Our conclusions have been that for the crystals the erythrosine B (halogenated) and fluorescein (not halogenated)  salt have similar bandwidths, so that halogenated fluorescein dyes including xanthene rings with halogen substituent atoms have resistivity comparable to that of fluorescein salt without halogen atoms. Therefore, the improved ON/OFF ratio of halogenated fluorescein dyes with halogen substituent atoms would be explained in terms of hetero-interface effects rather than in terms of the internal arrangement of the molecules in the crystal.

Therefore we applied the time dependent density functional theory (TD-DFT) approach in order to understand the chemical processes that could be implicated in the formation of a metal oxide layer at the top electrode. Indeed, it has been observed that binary oxide layers can be electrically bistable (mechanism 4.).

The rose bengal showed high quantum yield of the triplet state and, as a result, rose bengal has very strong oxidation properties. Indeed, triplet state could react either by electron-transfer producing free radicals that interacted with oxygen to form active oxygen species or via energy transfer process that generates singlet oxygen. On the other hand, the high electronic affinity of rose bengal confirmed the elevated tendency to reduce itself. Those are oxidation mechanisms able to support the formation of electrically bistable thin oxide layer at the organic layer/electrode interface. The ON/OFF ratio dependeds on the nature of the oxide and layer thickness. Lactone form of fluorescein was characterized by low triplet yield that made films based on this molecule disadvantaged in the formation of oxide layers.

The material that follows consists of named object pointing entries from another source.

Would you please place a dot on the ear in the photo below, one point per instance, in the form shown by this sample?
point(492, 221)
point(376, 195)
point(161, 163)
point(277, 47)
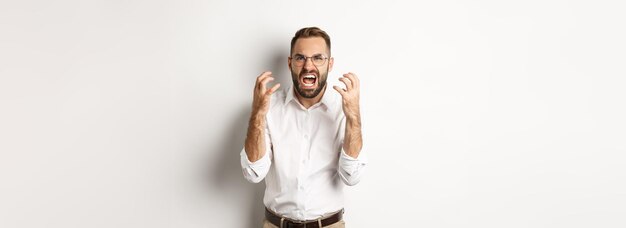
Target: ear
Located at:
point(331, 61)
point(289, 62)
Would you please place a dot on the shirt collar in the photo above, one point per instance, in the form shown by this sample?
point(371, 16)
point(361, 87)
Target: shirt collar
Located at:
point(328, 100)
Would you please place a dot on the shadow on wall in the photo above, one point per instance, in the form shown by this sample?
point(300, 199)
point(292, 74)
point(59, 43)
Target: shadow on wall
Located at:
point(226, 172)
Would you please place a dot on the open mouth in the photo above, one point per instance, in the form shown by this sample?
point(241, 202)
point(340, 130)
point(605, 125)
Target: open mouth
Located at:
point(308, 80)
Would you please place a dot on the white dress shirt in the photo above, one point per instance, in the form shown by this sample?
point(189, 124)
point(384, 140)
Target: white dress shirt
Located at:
point(304, 166)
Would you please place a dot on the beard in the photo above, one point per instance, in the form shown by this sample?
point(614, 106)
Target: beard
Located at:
point(321, 84)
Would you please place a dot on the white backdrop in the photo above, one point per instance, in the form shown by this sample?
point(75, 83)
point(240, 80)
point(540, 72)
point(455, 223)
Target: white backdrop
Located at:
point(476, 114)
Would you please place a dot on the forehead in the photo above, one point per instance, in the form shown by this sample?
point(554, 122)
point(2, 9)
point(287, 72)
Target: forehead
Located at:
point(310, 46)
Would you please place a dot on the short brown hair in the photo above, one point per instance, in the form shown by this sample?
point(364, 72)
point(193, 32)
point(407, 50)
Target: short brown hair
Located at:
point(310, 32)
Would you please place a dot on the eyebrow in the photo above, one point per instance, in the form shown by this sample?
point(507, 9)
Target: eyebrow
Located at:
point(311, 56)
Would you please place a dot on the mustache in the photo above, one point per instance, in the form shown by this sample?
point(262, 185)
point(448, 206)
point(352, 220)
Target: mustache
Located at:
point(317, 73)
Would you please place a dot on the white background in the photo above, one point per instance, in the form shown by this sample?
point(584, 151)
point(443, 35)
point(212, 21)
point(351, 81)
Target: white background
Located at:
point(476, 114)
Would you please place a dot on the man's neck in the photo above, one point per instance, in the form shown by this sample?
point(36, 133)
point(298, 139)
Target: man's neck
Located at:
point(308, 102)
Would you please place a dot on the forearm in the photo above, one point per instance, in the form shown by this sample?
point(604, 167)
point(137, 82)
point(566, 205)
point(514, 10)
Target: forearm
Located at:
point(255, 140)
point(353, 141)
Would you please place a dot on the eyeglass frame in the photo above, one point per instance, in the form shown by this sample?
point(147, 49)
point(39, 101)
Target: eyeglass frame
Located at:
point(306, 58)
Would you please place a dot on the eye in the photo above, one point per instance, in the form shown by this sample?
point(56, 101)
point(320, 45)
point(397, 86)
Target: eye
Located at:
point(318, 58)
point(299, 58)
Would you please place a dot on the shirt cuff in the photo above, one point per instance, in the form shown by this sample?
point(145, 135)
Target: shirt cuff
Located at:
point(352, 167)
point(255, 171)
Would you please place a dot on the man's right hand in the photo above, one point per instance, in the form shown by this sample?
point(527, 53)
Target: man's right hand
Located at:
point(255, 139)
point(261, 99)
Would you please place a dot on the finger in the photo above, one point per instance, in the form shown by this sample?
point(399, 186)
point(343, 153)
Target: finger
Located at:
point(354, 79)
point(340, 90)
point(261, 77)
point(347, 82)
point(263, 83)
point(273, 89)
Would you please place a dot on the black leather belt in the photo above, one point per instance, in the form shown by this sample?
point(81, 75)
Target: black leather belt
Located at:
point(288, 223)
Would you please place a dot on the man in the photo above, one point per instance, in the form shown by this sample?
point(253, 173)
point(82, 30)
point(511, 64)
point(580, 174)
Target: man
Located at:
point(306, 140)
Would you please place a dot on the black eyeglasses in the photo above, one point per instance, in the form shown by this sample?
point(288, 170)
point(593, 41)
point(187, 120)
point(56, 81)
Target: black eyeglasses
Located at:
point(300, 60)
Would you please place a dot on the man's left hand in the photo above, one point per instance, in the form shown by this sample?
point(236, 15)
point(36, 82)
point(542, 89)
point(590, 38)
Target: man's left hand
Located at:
point(350, 96)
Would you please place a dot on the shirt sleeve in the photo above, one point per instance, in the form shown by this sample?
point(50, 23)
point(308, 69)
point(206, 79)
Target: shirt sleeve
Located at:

It was found that rose bengal is the molecule more prone to promote the formation of an aluminum oxide layer at the electrode giving rise to electrical bistability via the mechanism 4.

The full paper where we investigated the electrical bistability of fluorescein dye films is:

“New insights into oxidation properties and band structure of fluorescein dyes from ab initio calculations” – F. Buonocore, A. di Matteo,  Theoretical Chemistry Accounts 131, 1130 (2012).